Kissing can make you weak in the knees. Did you know that it can also leave you with an infectious disease? Perhaps you have heard or read before that your mouth is the dirtiest part of your body. It does not really come as a shock to know that there are so many health problems you can get from swapping saliva with someone.
So before you kiss on the first date, think twice. Read on to know some of the diseases that you may get from being passionate with someone who has questionable dental and health records:
Do you love your beaming smile? Then don’t wreck it by kissing someone whose oral health is debatable. That’s because kissing can leave you with periodontitis, a disease characterized by the inflammation of the soft tissues of the mouth as well as gums. If left untreated, periodontitis may lead to tooth loss.
Hand, Foot and Mouth Disease
Caused by the coxsackie virus, the so-called hand, foot and mouth disease (HFMD) is common among kids who attend daycares. However, adults like you are not exempted from having it. Your likelihood of having hand, foot and mouth disease is high if you kiss someone who has it, especially if the person has open sores inside his or her mouth.
Just like what the name suggests, strep throat is due to a streptococcal infection. Having strep throat leaves your throat feeling scratchy and painful, and causes you to be feverish. You don’t want to get this problem from kissing or from any other means because it can cause some serious complications such as rheumatic fever and kidney inflammation.
The Common Cold
You can get a cold when you exchange spit with someone who has it or is harboring the virus behind it. Actually, the common cold is spread by coming into contact with the secretions of an infected person’s throat, which could be very well in his or her mouth. That thought alone should make you think twice before kissing a complete stranger!

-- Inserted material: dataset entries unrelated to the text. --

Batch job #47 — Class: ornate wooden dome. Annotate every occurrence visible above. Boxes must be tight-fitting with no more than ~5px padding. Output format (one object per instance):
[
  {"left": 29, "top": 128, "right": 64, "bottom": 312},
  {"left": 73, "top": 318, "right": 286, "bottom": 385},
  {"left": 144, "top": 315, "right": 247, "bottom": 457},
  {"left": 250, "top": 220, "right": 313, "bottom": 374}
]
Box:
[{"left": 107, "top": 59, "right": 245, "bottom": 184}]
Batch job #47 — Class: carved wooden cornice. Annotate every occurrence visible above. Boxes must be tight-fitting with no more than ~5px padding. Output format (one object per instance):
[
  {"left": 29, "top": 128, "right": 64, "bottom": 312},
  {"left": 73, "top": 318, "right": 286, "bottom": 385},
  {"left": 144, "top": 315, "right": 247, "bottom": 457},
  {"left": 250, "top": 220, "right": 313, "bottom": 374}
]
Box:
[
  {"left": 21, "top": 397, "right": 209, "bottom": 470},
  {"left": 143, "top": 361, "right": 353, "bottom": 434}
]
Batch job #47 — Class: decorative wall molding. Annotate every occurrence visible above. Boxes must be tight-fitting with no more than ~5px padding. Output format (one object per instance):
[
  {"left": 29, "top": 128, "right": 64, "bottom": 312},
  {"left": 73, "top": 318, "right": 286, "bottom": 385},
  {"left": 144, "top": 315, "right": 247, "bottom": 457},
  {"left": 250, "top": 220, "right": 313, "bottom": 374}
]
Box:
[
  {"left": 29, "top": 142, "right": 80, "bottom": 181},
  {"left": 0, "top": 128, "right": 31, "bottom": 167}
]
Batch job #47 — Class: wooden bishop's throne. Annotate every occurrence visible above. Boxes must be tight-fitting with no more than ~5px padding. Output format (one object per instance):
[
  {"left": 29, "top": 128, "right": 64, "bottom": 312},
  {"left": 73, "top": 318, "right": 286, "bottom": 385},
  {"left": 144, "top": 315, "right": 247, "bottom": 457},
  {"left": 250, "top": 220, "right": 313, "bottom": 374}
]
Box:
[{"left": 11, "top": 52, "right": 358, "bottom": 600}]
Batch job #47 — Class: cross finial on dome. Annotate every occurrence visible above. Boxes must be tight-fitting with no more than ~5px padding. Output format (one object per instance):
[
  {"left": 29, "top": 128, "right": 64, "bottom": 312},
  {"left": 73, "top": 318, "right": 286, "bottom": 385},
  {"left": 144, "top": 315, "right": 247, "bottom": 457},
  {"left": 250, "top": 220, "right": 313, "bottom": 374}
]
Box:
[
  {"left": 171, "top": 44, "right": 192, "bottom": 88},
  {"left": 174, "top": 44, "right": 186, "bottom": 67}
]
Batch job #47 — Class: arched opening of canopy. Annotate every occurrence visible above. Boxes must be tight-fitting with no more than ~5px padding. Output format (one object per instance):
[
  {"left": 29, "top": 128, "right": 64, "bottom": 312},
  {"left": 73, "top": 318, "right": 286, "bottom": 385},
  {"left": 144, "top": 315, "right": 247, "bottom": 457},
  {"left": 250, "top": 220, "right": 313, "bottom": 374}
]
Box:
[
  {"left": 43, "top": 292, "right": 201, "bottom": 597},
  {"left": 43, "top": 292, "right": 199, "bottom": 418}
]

Just like the common cold, this upper respiratory tract infection is something that can be spread through kissing. That’s why you should refrain from smooching someone who has cough, stuffy or runny nose, sore throat and fever if you don’t want to end up with the flu.
You cannot get herpes simplex virus-1 (HSV-1), the virus that causes cold sores, from the saliva of an infected individual. Rather, you can get this when you kiss someone who has cold sores on the lips or near the mouth — especially if the sores are open and leaking. Keep your eyes peeled before locking lips with the one in front of you!
If you’re familiar with candidiasis or yeast infection, this is the same thing — only it is in your mouth and even your throat. Even though oral thrush in not really regarded as a sexually transmitted disease (STD), it’s still gross. Especially if your immune system is weak, you can easily get oral thrush from kissing someone who has it.
It’s true that hepatitis B, a form of infectious disease characterized by an inflamed liver, is commonly transmitted by direct contact with the blood of an infected person. However, you may also end up with hepatitis B from kissing. This is especially true if you kiss someone while you have open sores in your mouth.
Last but not least, there’s infectious mononucleosis or mono, which is caused by the Epstein-Barr virus (EBV). Although this infection is not that serious and tends to go away in a month or two, it leaves you with a sore throat, high fever and swollen lymph nodes. By the way, infections mononucleosis is also known as “kissing disease”.